Planning Key To Online Video Marketing Success

Khee Lee of Google and Elizabeth Apelles of Greater Than OneBefore spending a dime on Web video, marketers should take pause, according to Elizabeth Apelles, chairman and CEO of full-service digital agency Greater Than One.

"You should know exactly what you're going to get out of it," Apelles said during a presentation at the PMA Digital Marketing Summit in New York on Monday.

This did not mean that Apelles, who presented alongside Khee Lee, regional manager of Health and CPG at Google, is not a supporter of video marketing online. To the contrary, Apelles and Lee both fervently advocate this growing trend.

"The tools we have at our disposal that make engagement planning possible are just another reason to invest further in online video," Apelles said.

Also critical to the rapid growth of video marketing are the advancements being made in tracking and analytics technology. "Three years ago, we were looking at click-throughs," Apelles said. "Today, we know how many have seen a video, how much of it did they watch, and who did they share it with."

"Video is everywhere today, but who cares about size when you can track engagement?" Apelles added. "And it's not about what people are doing with video, but the fact that we can track that behavior."

And it's not just marketers who are getting in on the tracking game. Apelles predicted that within three years, service providers like Comcast and Time Warner will have profiles on individual consumers based on their content tastes, which the providers will use to serve targeted content and ads to consumers.

How can marketers best take advantage of Web video and Web video environments?

According to Google's Lee, the secret is effective community engagement. "It's about getting involved in the community," he said. "YouTube's success has come from focusing on the end-user and the community."
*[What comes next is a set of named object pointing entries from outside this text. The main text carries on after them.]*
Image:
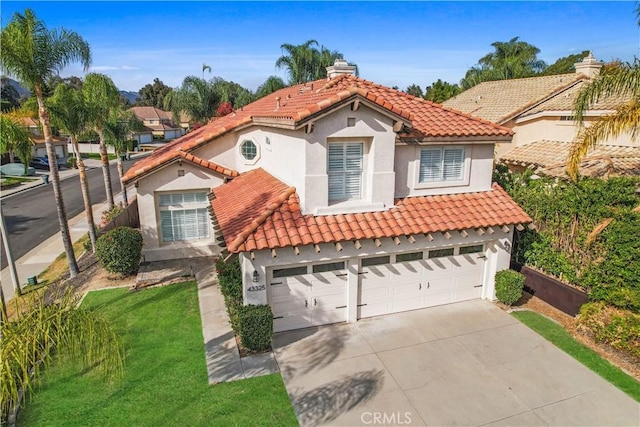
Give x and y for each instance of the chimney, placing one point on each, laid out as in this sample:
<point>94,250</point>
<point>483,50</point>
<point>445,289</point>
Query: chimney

As extreme examples, Lee pointed to three brand-name companies--McDonald's, Apple, and EA Sports--that went so far as to incorporate YouTube-user-generated ads into their national ad campaigns. "These brands reached out directly to independent users, which is the best way to connect with a community," Lee said.

This last point, however, is where Lee and Apelles appeared to disagree.

"We'd look at the video assets a brand has rather than user-generated content," Apelles said in an interview with Online Media Daily following her presentation on Monday. "That sort of thing you just can't control."

In her presentation, Apelles detailed the work Greater Than One did for its client, BET.com, which was looking for inexpensive ways to increase ad sales revenue and increase visitor traffic and engagement. To achieve these goals, Greater Than One executed a pilot campaign highlighting BET.com's video player, and its extensive library of video content, which was supported by search optimization efforts.

The result was 142,500 visits at a $0.27 cost-per-visitor, 148,000 video views at $0.26 per view, and a 20% increase in repeat visitors.

"These campaigns can live forever," Apelles said. "The most important thing is to measure, measure, measure from the very start."